In the lms.yml file, add the client secret. To do this, create the SOCIAL_AUTH_OAUTH_SECRETS key if the key does not already exist, and then add the appropriate value for your IdP.
For Google, add the following value.
SOCIAL_AUTH_OAUTH_SECRETS: { "google-oauth2": "abcdef123456789101112131" }For Facebook, add the following value.
SOCIAL_AUTH_OAUTH_SECRETS: { "facebook": "98765432181bbe3a2596efa8ba7abcde" }Restart the LMS server so that it will use the new settings.
Add the Provider Configuration
Go to <LMS URI>/admin/third_party_auth/oauth2providerconfig/. For example, on devstack, go to http://localhost:8000/admin/third_party_auth/oauth2providerconfig/.
Select Add Provider Configuration (OAuth).
Make sure that Enabled is selected.
Make sure that Visible is selected.
For Icon Class, enter the appropriate value.

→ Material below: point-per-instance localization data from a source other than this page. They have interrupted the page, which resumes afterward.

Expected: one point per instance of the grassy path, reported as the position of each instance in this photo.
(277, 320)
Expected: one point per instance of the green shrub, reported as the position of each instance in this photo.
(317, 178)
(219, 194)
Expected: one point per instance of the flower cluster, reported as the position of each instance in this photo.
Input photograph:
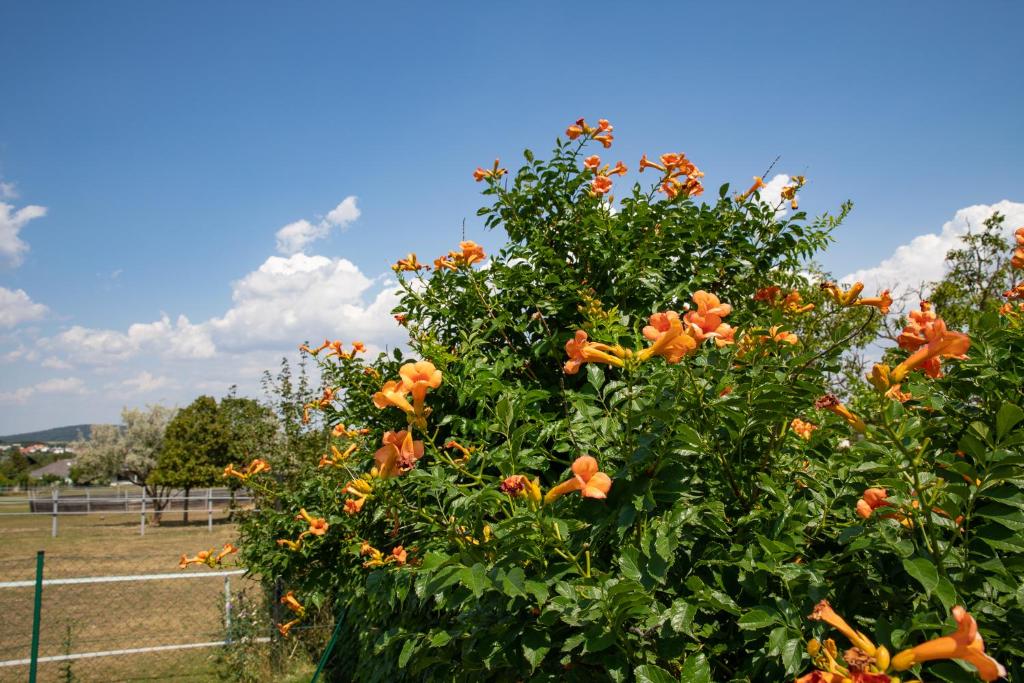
(1016, 293)
(602, 133)
(679, 175)
(672, 337)
(601, 184)
(292, 603)
(398, 556)
(851, 297)
(788, 193)
(792, 303)
(317, 527)
(337, 458)
(336, 348)
(255, 467)
(324, 401)
(468, 254)
(867, 663)
(492, 173)
(210, 558)
(927, 336)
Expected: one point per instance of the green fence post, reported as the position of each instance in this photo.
(37, 612)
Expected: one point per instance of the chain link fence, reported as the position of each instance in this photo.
(124, 628)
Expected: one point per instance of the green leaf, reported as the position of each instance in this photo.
(440, 639)
(681, 616)
(757, 619)
(649, 673)
(407, 652)
(475, 579)
(1006, 419)
(695, 670)
(923, 569)
(536, 644)
(513, 583)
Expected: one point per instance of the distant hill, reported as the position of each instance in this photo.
(69, 433)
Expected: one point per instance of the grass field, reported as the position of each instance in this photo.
(114, 615)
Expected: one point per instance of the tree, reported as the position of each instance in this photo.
(129, 452)
(196, 447)
(978, 272)
(615, 455)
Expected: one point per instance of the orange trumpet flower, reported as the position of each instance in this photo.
(317, 525)
(202, 557)
(581, 350)
(803, 429)
(823, 612)
(393, 393)
(758, 184)
(398, 454)
(882, 302)
(408, 264)
(965, 643)
(832, 403)
(672, 340)
(588, 480)
(519, 485)
(939, 343)
(847, 298)
(493, 173)
(289, 601)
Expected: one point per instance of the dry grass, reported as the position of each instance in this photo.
(113, 615)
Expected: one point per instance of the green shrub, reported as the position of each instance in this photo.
(723, 526)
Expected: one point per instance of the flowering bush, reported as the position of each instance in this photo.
(616, 453)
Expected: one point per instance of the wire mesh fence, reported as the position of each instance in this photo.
(157, 628)
(128, 628)
(70, 510)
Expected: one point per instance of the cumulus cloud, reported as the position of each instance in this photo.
(144, 382)
(62, 385)
(280, 304)
(292, 239)
(922, 260)
(302, 297)
(162, 338)
(16, 307)
(12, 248)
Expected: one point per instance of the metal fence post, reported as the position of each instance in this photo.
(36, 613)
(53, 525)
(141, 516)
(227, 608)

For Google, enter fa-google-plus.
For Facebook, enter fa-facebook.
For Name, enter the appropriate value.
For Google, enter Google.
For Facebook, enter Facebook.
For Backend Name, select the appropriate value.
For Google, select google-oauth2.
For Facebook, select facebook.
Confirm that your 'site (example.com)' is selected from the 'site' dropdown"
For Client ID, enter the client ID that you noted earlier.
For Client Secret, enter the client Secret that you noted earlier.
(Optional) If you want Facebook or LinkedIn to provide the user’s email address during registration, enter the following code into Other settings.
For Facebook, use this code.
{ "SCOPE": ["email"], "PROFILE_EXTRA_PARAMS": {Select Save. "fields": "id, name, email" } }Select Save.
There is a country field which is required and when we will sign in with the account it will redirect to the create an account page. For this, we have to change the country attribute to optional.
vim /edx/etc/lms.yml Modify the field accordingly country: optionalRestart the server
sudo /edx/bin/supervisorctl restart all
Users who have an account with the IdP that you have configured can now sign in.